Moran will be hosted by the Universidad de los Andes in Santiago, a longtime university and law school partner, where she will collaborate with two of the university’s criminal law professors in her research. Moran will also teach a seminar course for undergraduate and graduate students on police powers and abuses. It will be based on a course she teaches at St. Thomas, Controversies in Policing.
“I have found that students in the U.S. are eager not only to engage with substantive law on difficult topics related to policing, but to learn how to dialogue well on polarizing topics like police violence and protests,” Moran said. “I look forward to both learning from and contributing to this type of dialogue with a group of students from outside the United States, who will undoubtedly bring different perspectives to issues like policing and free speech.”
Once Moran returns, she says she will publish her research and seek out opportunities to present her findings at national and international conferences.
“Both the teaching and research components of this project have significant potential to contribute to the public good by advancing understanding of the causes of and solutions to police violence, especially during times of political protest,” she said.
St. Thomas Law Professor Rachel MoranBoth the teaching and research components of this project have significant potential to contribute to the public good by advancing understanding of the causes of and solutions to police violence, especially during times of political protest.”
Moran is a highly regarded legal scholar, particularly on the topics of police accountability, policing reform and public access to records of police misconduct. Her work has been published in top journals, and she is often sought out by local and national media to comment on criminal justice issues.

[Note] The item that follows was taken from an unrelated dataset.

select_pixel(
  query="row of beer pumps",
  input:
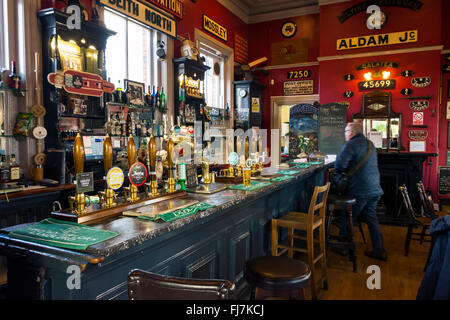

“Professor Moran is an excellent attorney, a generous colleague and an accomplished scholar,” said Robin Walker Sterling, a professor at Northwestern Pritzker School of Law in Chicago, who worked with Moran at University of Denver Sturm College of Law and wrote a letter of recommendation to the Fulbright Program. “She puts the quest for social and racial justice at the center of her teaching and scholarship. Professor Moran is an extraordinary scholar and teacher who inspires her students to continue to pursue justice despite overwhelming odds.”
Moran is the first law school faculty member to be named a Fulbright U.S. Scholar. In 2017, law student Christina Espey-Sundt ’17 J.D. received a Fulbright scholarship to study international refugee and migration law at Vrije University in Amsterdam. Professor Teresa Collett was selected as a Fulbright Specialist in 2022 and traveled to Chile to conduct research as a constitutional law scholar, also at the Universidad de los Andes.
The Fulbright Program is the U.S. government’s flagship international educational exchange program and is supported by the people of the U.S. and partner countries around the world. The Fulbright Program is funded through an annual appropriation made by the U.S. Congress to the U.S. Department of State’s Bureau of Educational and Cultural Affairs. Participating governments and host institutions, corporations, and foundations around the world also provide direct and indirect support to the program. In the U.S., the Institute of International Education supports the implementation of the Fulbright U.S. Student and Scholar Programs on behalf of the U.S. Department of State, including conducting an annual competition for the scholarships.